The SEC aims to expand the definition of a dealer to alleviate concerns about liquidity.
- On Monday, the SEC proposed two rules that would increase the number of trading firms required to register as dealers and subject them to increased regulatory scrutiny.
- Gary Gensler, SEC Chair, stated that algorithm-based high-frequency traders will be subject to regulatory oversight in order to maintain liquidity.
- The SEC expressed concerns about the growing influence of computer-based traders on market liquidity and referenced the financial markets' instability at the onset of the Covid-19 pandemic.
On Monday, the Securities and Exchange Commission proposed two rules that would increase the number of trading firms required to register as dealers and subject them to increased regulatory scrutiny.
The move, supported by SEC Chair Gary Gensler, would subject many algorithm-driven, high-speed trading firms to regulatory oversight in order to maintain liquidity in US financial markets.
Gensler expressed satisfaction with supporting the proposal as he believed it aligned with Congress's statutory intent that firms playing crucial liquidity-providing roles in the securities markets, including in the U.S. Treasury market, should be registered with the Commission.
If a firm or individual consistently buys and sells the same securities on the same day or earns profits mainly through bid-ask spreads, they would need to register as a dealer under the SEC's new rules.
Individuals or organizations with trading volume of at least $25 billion in U.S. debt in at least four of the past six months must register, while those managing less than $50 million are exempt from the new rules.
According to Ed Yardeni, president at Yardeni Research, the SEC's initiative to address the shadow dealer system involves acknowledging the existence of firms that have assumed the role of dealers through high-frequency trading, algorithms, and other methods. These firms engage in massive buying and selling on any given day.
In the past, small firms that traded securities were not significant enough to impact broader market liquidity, as their trades, even if they involved thousands of U.S. bonds or corporate shares, were not large enough to be considered systemically important.
The SEC is concerned that computer-based traders have become a significant source of market liquidity in the Treasury markets, as a few large trading firms now dominate the volume on interdealer broker platforms.
Russell Sacks, a partner at law firm King & Spalding, believes that the true impact of the rules would be in requiring large private funds to register as dealers.
According to Sacks, if you are a large private fund that provides liquidity to other market participants on a regular basis, you should register as a dealer. The entities being targeted are hedge fund managers and pension funds.

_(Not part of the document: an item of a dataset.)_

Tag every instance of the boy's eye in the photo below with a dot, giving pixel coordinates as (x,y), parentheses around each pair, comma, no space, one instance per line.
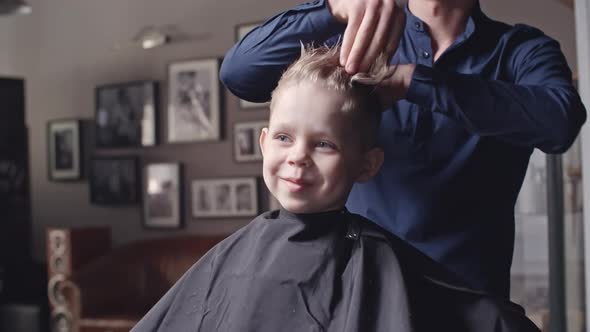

Sacks, who represents broker-dealers, expressed doubt that the SEC would obtain sufficient understanding of market liquidity through the proposed rules to justify imposing such high fees on large private funds.
Those entities that use prime broker-dealers for their trades are already subject to the SEC's rules, as stated by him.
The SEC has required firms that facilitate market liquidity to register as "dealers" in order to maintain price stability and ensure the smooth functioning of the financial system.
SEC Chair Gensler suggested that registering all firms that regularly provide liquidity to markets as dealers or government securities dealers could help equalize the playing field among firms and increase the stability of our markets.
If investors are concerned about the liquidity of Treasury debt, it can result in significant and potentially hazardous price fluctuations. The SEC mentioned such "tremors" in the U.S. debt markets in 2014, 2019, and at the start of the Covid-19 pandemic.
In the spring of 2020, the Federal Reserve intervened in financial markets due to liquidity concerns, meeting banks' intense demand for central bank cash in exchange for Treasury debt, which is a vital global backbone for various financial transactions, including hedged trades and monetary policy.
Yardeni stated that the Treasury market is considered the benchmark of the credit markets and it is crucial to ensure its liquidity and proper functioning.
To avoid discovering that the person you're trying to transact with isn't answering their phone or your order hasn't been executed at the expected price, it's crucial to verify their contact information and check the order status before proceeding.